Pourtant, elle semblait hésiter, là où elle avait tranché net lors des combats contre la MPK. Avait-elle senti son potentiel ? Il espérait sincèrement que oui, et mieux encore, qu'on le recueillerait, le laverait de cette humiliation et l'habillerait de l'armure d'un conquérant. La vie d'un tel chevalier devait être grandiose, après tout. Une personne qui possède le pouvoir d'anéantir comme un rien toute une légion n'est-elle pas, en vertu de la loi du plus fort qui dicte la norme universelle, en mesure de réclamer ce qu'elle veut ? Bien sûr que si ! Et bientôt, pensait-il, il serait le dominant et pas le dominé... lorsqu'on le tira de son rêve en le soulevant de Force du sol. Le regard perdu et hébété du jeune garçon vacillait entre les formes floues qui l'entouraient, avant de croiser le reflet du Côté Obscur. Il s'agissait d'un masque. Mais comme on le dit : la vérité est masquée. Un chevalier de fer, dont les regard était un couloir étroit et obscur. Au fond de ce couloir, une porte grande ouverte, d'où lui parvenaient les abords d'une puissance qui en ce lieu paraissait irréelle. Passée cette porte, rien, le Néant, mais une incroyable sensation d'ivresse : des émotions le submergeaient, toutes plus sombres les unes que les autres. Se succédaient le dégoût, la tristesse, l'horreur, la colère, la passion, la haine, la rage, puis il revint au grand vide.
Il revint à lui quand il fut propulsé en arrière et alla se heurter contre le sol. Il restait là, stupéfait, mais pas apeuré. Stoïque comme un monolithe, allongé, les sourcils froncés. Il fermait les yeux et essaya de s'abandonner une seconde fois à cette exaltation, tandis que dehors, le duel entre l'armée Sith et les troupes miliciennes continuait, en vain. Il ne comprenait pas.

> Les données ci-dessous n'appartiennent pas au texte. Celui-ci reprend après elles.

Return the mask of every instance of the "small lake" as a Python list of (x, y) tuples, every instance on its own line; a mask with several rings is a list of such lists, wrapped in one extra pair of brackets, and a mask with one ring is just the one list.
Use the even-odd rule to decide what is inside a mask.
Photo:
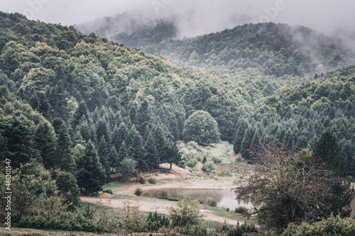
[[(169, 189), (171, 196), (182, 199), (187, 196), (190, 196), (192, 199), (202, 198), (204, 201), (208, 198), (213, 198), (217, 200), (219, 207), (229, 208), (231, 210), (239, 206), (244, 206), (248, 208), (252, 208), (251, 203), (246, 203), (243, 201), (236, 200), (236, 193), (233, 191), (226, 189)], [(148, 191), (144, 193), (145, 196), (158, 197), (157, 189)], [(351, 216), (355, 215), (355, 198), (351, 202)]]
[[(204, 201), (208, 198), (212, 198), (217, 200), (219, 207), (229, 208), (231, 210), (239, 206), (244, 206), (248, 208), (253, 207), (251, 203), (246, 203), (243, 201), (236, 200), (236, 193), (231, 190), (227, 189), (170, 189), (170, 193), (172, 197), (182, 199), (187, 196), (190, 196), (192, 199), (202, 198)], [(157, 190), (148, 191), (143, 196), (157, 197), (155, 193)]]

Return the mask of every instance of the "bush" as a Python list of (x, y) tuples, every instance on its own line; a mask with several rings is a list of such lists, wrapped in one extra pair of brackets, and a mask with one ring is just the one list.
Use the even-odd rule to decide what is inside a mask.
[(178, 208), (169, 208), (172, 224), (179, 227), (197, 224), (203, 217), (200, 208), (201, 204), (197, 201), (192, 201), (190, 196), (185, 197), (178, 202)]
[(217, 201), (213, 198), (208, 198), (207, 201), (206, 201), (206, 203), (210, 206), (217, 206)]
[(201, 169), (207, 173), (211, 173), (214, 170), (214, 164), (212, 162), (208, 162), (204, 164)]
[(148, 179), (148, 181), (151, 183), (151, 184), (156, 184), (156, 179), (154, 178), (149, 178)]
[(150, 230), (158, 231), (160, 227), (168, 226), (169, 220), (165, 215), (158, 214), (156, 211), (154, 213), (150, 212), (148, 215), (147, 223)]
[(198, 145), (198, 144), (197, 144), (196, 142), (195, 142), (195, 141), (190, 141), (189, 142), (187, 142), (187, 143), (186, 144), (186, 146), (187, 146), (187, 147), (189, 147), (189, 146), (190, 146), (190, 147), (192, 147), (193, 149), (197, 149), (197, 147), (198, 147), (199, 145)]
[(203, 204), (203, 203), (204, 202), (204, 200), (203, 200), (203, 198), (197, 198), (196, 200), (197, 200), (200, 204)]
[(240, 206), (236, 208), (235, 213), (243, 215), (248, 215), (250, 213), (250, 210), (246, 208), (245, 206)]
[(110, 194), (114, 194), (114, 192), (112, 191), (112, 190), (107, 189), (102, 190), (102, 193), (110, 193)]
[(246, 223), (241, 225), (236, 225), (228, 232), (228, 236), (241, 236), (244, 234), (251, 232), (259, 232), (259, 230), (255, 225), (247, 225)]
[(18, 226), (43, 230), (60, 230), (67, 231), (86, 231), (100, 232), (104, 230), (97, 220), (84, 218), (77, 211), (61, 210), (53, 215), (43, 214), (40, 212), (21, 217)]
[(143, 194), (143, 189), (141, 188), (136, 189), (136, 191), (134, 191), (134, 195), (142, 196), (142, 194)]
[(158, 197), (159, 199), (165, 199), (165, 200), (169, 200), (169, 201), (179, 201), (179, 198), (173, 198), (173, 197), (163, 197), (161, 196), (159, 196)]
[(222, 162), (222, 159), (220, 159), (219, 158), (216, 157), (212, 157), (212, 162), (214, 164), (221, 163)]
[(158, 194), (160, 197), (167, 198), (170, 196), (170, 191), (169, 190), (169, 189), (160, 189), (158, 191)]
[(310, 225), (290, 225), (283, 233), (284, 236), (302, 235), (355, 235), (355, 220), (342, 219), (339, 215)]
[(147, 179), (143, 176), (141, 176), (138, 178), (138, 181), (142, 184), (144, 184), (147, 182)]
[(184, 160), (185, 165), (190, 168), (193, 168), (198, 162), (192, 153), (185, 154), (182, 159)]

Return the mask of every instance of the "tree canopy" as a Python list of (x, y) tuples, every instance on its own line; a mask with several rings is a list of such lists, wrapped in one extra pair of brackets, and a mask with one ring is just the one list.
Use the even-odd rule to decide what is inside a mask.
[(195, 111), (185, 122), (182, 136), (186, 142), (216, 143), (219, 141), (219, 135), (217, 123), (207, 111)]

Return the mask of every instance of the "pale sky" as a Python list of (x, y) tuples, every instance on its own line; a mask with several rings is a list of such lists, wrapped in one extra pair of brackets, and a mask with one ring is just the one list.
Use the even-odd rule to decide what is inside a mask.
[(155, 18), (176, 15), (187, 35), (271, 21), (327, 32), (355, 29), (354, 0), (0, 0), (0, 11), (70, 26), (127, 11)]

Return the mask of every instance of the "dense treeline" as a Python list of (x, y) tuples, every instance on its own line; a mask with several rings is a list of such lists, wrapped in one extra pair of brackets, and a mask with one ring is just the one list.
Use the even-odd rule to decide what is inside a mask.
[[(306, 28), (246, 25), (170, 40), (182, 43), (181, 53), (192, 49), (194, 54), (190, 43), (207, 47), (212, 43), (211, 51), (218, 49), (219, 57), (235, 50), (241, 61), (231, 64), (233, 59), (219, 57), (218, 63), (199, 65), (213, 69), (209, 74), (20, 14), (0, 13), (0, 157), (11, 160), (13, 169), (13, 195), (20, 196), (13, 201), (13, 222), (21, 225), (45, 224), (49, 218), (55, 225), (62, 214), (75, 219), (73, 229), (102, 230), (92, 219), (62, 209), (74, 210), (80, 191), (101, 191), (112, 173), (127, 180), (162, 163), (179, 164), (178, 140), (204, 145), (218, 142), (220, 135), (233, 142), (236, 154), (251, 162), (262, 141), (286, 143), (295, 152), (316, 147), (315, 154), (332, 163), (317, 145), (325, 130), (331, 130), (329, 140), (338, 143), (342, 176), (355, 176), (355, 66), (314, 77), (295, 75), (314, 73), (318, 63), (337, 67), (351, 57), (340, 46), (328, 50), (332, 40), (319, 38), (325, 46), (312, 51), (319, 56), (315, 62), (302, 52), (309, 47), (285, 36), (291, 29), (304, 35), (310, 33)], [(236, 50), (212, 43), (223, 42), (219, 38), (225, 35), (230, 39), (226, 44), (251, 38), (238, 43), (241, 47)], [(212, 40), (207, 45), (204, 38)], [(251, 54), (243, 55), (241, 50)], [(203, 51), (206, 58), (211, 51)], [(268, 55), (262, 59), (263, 53)], [(187, 57), (185, 62), (191, 64)], [(258, 62), (248, 64), (256, 57)], [(194, 63), (210, 60), (202, 57)], [(297, 62), (287, 72), (268, 68), (280, 58), (281, 67)], [(244, 59), (248, 60), (245, 66)], [(301, 66), (303, 74), (294, 70)], [(202, 125), (206, 132), (197, 137)]]
[[(175, 142), (196, 111), (209, 112), (223, 135), (232, 136), (229, 128), (248, 103), (248, 94), (231, 82), (94, 34), (20, 14), (1, 13), (0, 26), (1, 156), (13, 157), (13, 168), (36, 159), (70, 173), (87, 193), (100, 190), (113, 172), (128, 178), (178, 164)], [(18, 115), (13, 100), (40, 120), (8, 121)]]
[(255, 68), (263, 75), (303, 77), (320, 75), (355, 62), (354, 51), (340, 39), (302, 26), (246, 24), (217, 33), (176, 39), (179, 29), (173, 21), (156, 23), (155, 27), (141, 26), (129, 34), (123, 29), (123, 33), (113, 34), (112, 21), (116, 20), (100, 22), (100, 28), (90, 24), (76, 27), (148, 53), (213, 70)]
[(251, 117), (236, 123), (234, 152), (251, 159), (261, 140), (291, 148), (312, 148), (327, 130), (337, 135), (340, 152), (354, 176), (355, 67), (327, 73), (320, 82), (285, 86), (260, 100)]

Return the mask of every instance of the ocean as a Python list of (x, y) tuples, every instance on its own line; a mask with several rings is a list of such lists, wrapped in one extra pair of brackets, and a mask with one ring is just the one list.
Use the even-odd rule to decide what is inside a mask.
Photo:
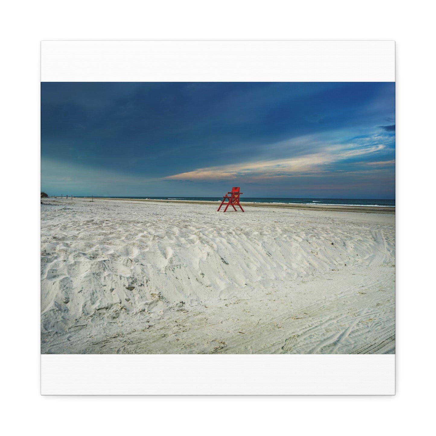
[[(95, 195), (94, 197), (99, 197)], [(221, 201), (222, 197), (100, 197), (104, 198), (132, 198), (149, 200), (184, 200), (203, 201)], [(332, 204), (335, 206), (371, 206), (375, 207), (395, 208), (395, 200), (374, 198), (273, 198), (241, 196), (242, 202), (271, 203), (278, 204)]]

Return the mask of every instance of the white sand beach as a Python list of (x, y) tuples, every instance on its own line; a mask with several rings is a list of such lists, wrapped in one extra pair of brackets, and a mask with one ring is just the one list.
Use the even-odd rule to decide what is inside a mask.
[(394, 211), (242, 204), (41, 199), (41, 353), (395, 353)]

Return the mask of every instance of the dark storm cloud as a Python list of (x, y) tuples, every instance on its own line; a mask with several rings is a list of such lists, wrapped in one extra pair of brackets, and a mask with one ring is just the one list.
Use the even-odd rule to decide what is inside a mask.
[(381, 144), (377, 153), (390, 153), (388, 161), (395, 142), (377, 131), (395, 131), (381, 126), (395, 119), (394, 97), (386, 83), (43, 82), (41, 180), (61, 162), (81, 177), (90, 168), (107, 174), (109, 185), (122, 177), (128, 189), (220, 165), (246, 173), (275, 160), (320, 159), (334, 144), (375, 161), (364, 149)]
[(386, 132), (395, 131), (395, 124), (393, 124), (392, 126), (381, 126), (380, 127), (383, 130), (386, 130)]

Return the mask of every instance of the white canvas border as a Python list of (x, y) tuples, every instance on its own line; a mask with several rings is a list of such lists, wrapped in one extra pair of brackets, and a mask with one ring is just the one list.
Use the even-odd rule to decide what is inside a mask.
[(394, 41), (42, 41), (42, 82), (395, 82)]
[[(47, 82), (394, 82), (395, 42), (43, 41)], [(395, 355), (42, 355), (42, 395), (395, 394)]]

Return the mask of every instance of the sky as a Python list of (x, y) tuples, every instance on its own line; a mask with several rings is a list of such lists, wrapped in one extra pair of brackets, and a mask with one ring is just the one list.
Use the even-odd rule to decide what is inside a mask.
[(50, 195), (394, 198), (394, 82), (43, 82)]

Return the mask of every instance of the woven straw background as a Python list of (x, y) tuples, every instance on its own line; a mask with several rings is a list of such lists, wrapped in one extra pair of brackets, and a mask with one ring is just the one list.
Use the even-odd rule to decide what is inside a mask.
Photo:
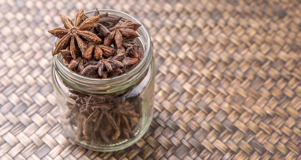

Alors il demeurait allongé, perdu et désespéré, attendant la délivrance de la mort ou bien la délivrance par la mort, sous le joug d'une lame flamboyante. Qu'importait. -
Post n°13
Auteur : Kalith ShanSon regard était si implorant, si…amusant à regarder. Un mélange entre la tristesse, la peur et l’admiration. Amusant cocktail s’il en était ! Je m’appuyai carrément sur lui, la lame en travers au niveau de la gorge, la botte droite sur la poitrine. L’ordre était clair : « pas bouger, sinon t’auras pas le temps de gueuler que je couperais court à toute possibilité pour toi de le faire. Définitivement. » J’attendais, silencieuse, que mon maître me donne un ordre, qu’il s’occupe de me dire quoi que ce soit, de m’engueuler comme de me féliciter, ça ne changerait pas grand-chose, le travail, c’était le travail, et lorsqu’il était mal fait, gueuler était nécessaire. Fort heureusement pour moi, il ne s’adonna pas à l’art de la gueulante intensive, et souleva mon captif de terre pour l’envoyer s’écraser un peu plus loin, me faisant fondre sur lui de nouveau comme un aigle sur sa proie. Il était MON prisonnier.
- -" Tu as bien agis apprentie. Surveille-le. Dark Nhils ! Que les troupes encerclent ce bâtiment, que les prisonniers soient postés devant. Nous avons perdus suffisamment d'homme. Ils sortiront d'eux-mêmes, je vous fais confiance pour qu'ils se rendent dans les plus brefs délais. "
Nihls répondit à sa façon, faisant rassembler les prisonniers, tandis que je m’asseyais sur le mien en attendant de nouveaux ordres. Ils vinrent quelques secondes plus tard alors qu’Oblivius et moi échangions un regard et que sa voix résonna dans ma tête.
« Kalith, donne le relais de la garde de ce jeune homme à Korra, il y a quelque chose ici, reste légèrement en retrait et soit très attentive. Il y a quelque chose ici. »
« Je le sens aussi. »
J’observai les alentours et retirai ma botte du torse du prisonnier que j’avais rattrapé depuis qu’Oblivius l’avait balancé au sol. Ma lame, elle, resta en suspension juste au-dessus de lui. J’appelais ma camarade twi’lek avec un petit sourire et un ton enjôleur.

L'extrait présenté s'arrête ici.